Only 7 hours (or so) after posting an emotional Facebook status regarding challenges that I have been facing over the last couple month... I am feeling what I believe Brene Brown referred to as a vulnerability hangover. And because of that, I feel I need to follow up with my intention for posting.

Beautiful Breakthrough.

Some parts of me regret using the taboo word of suicide because simply the inclusion of it in the post could and I believe did cause alarm. In the past, I did struggle with severe depression and was hospitalized on a couple of occasions because I was concerned for my own safety. In both situation it was me the spoke up and asked for help. I have always been blessed with a confident voice even in the shakiest shake, and I am incredibly grateful for it. Today and over the past couple of weeks it became very clear to me even in the depth of extreme feeling, suicide was not an option or even something that slipped into my thoughts. Not even for a second. Neither was/is any of the medical routes I possibly would have gone in years before. This for me was a BREAK THROUGH. I was/am coming up against a feeling of rock bottom and I am just going through it. Not necessarily gracefully, but I'm doing it. And I am going through it with vivid awareness of all joy that continues to surround me. This is a beautiful thing.

We are not alone.

On a handful of occasions I have chosen to share moments, feelings and experiences from the shadow side on Facebook and Instagram. I don't do it because I want sympathy or attention or think I am unique or special. I do it for the exactly opposite reason. I do it because I am KNOW I am not alone. I know that on any given day at any given moment there is someone out there that is feeling something similar or nearly the same. I do it because I want my social media to not be a one-sided version of happy selfie's and spectacular adventures.  I am deeply aware I am not alone in the tough moments and that has been learned over the years of sharing both on a personal scale of family & friends, as well as, clinical/spiritual settings of treatment groups and women's circles. I also know that not everyone has the same level of knowing the YOU/I/WE ARE NOT ALONE.

Blown Open With Love.

From the moment of posting I started to received heaps of comments, personal messages, texts and phone calls. Some were offering support, some were empathizing/sympathizing, some where friends just checking in. What BLEW ME AWAY where the handful of woman who stepped up and showed up in their own vulnerable strength, who removed the barrier of outward appearance and shared deeply personal struggles/success. My heart has been BLOWN OPEN in the most wonderful way today. Sharing struggles and not focusing on the 'story of what happened' enables a huge amount of genuine connection. 

I apologize to anyone who was alarmed or concerned by my post, it was intended to connect and be vulnerable.
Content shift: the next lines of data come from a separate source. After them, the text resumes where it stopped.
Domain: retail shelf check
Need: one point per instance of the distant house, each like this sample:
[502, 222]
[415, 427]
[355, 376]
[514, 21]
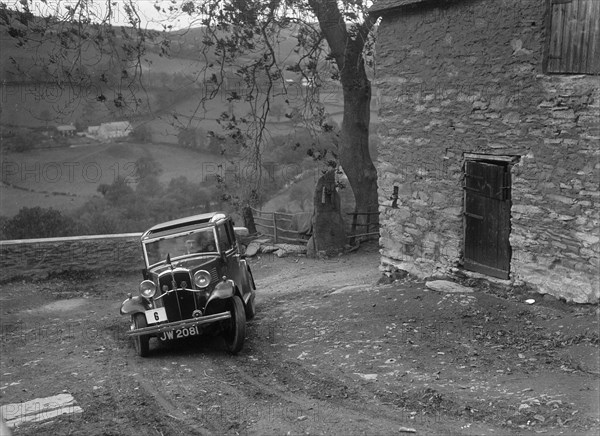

I am not crumbling nor am I in any harm. In fact, I am feeling the more clarity than I have in months. As I was reminded by one of the beautiful souls who contacted me, just because I feel sadness does not mean I am sadness. Emotion is energy that we can allow to move through us. 

If you every need someone to talk to, I am here. Always and Forever.

Biggest love to all, from the deepest places of my heart.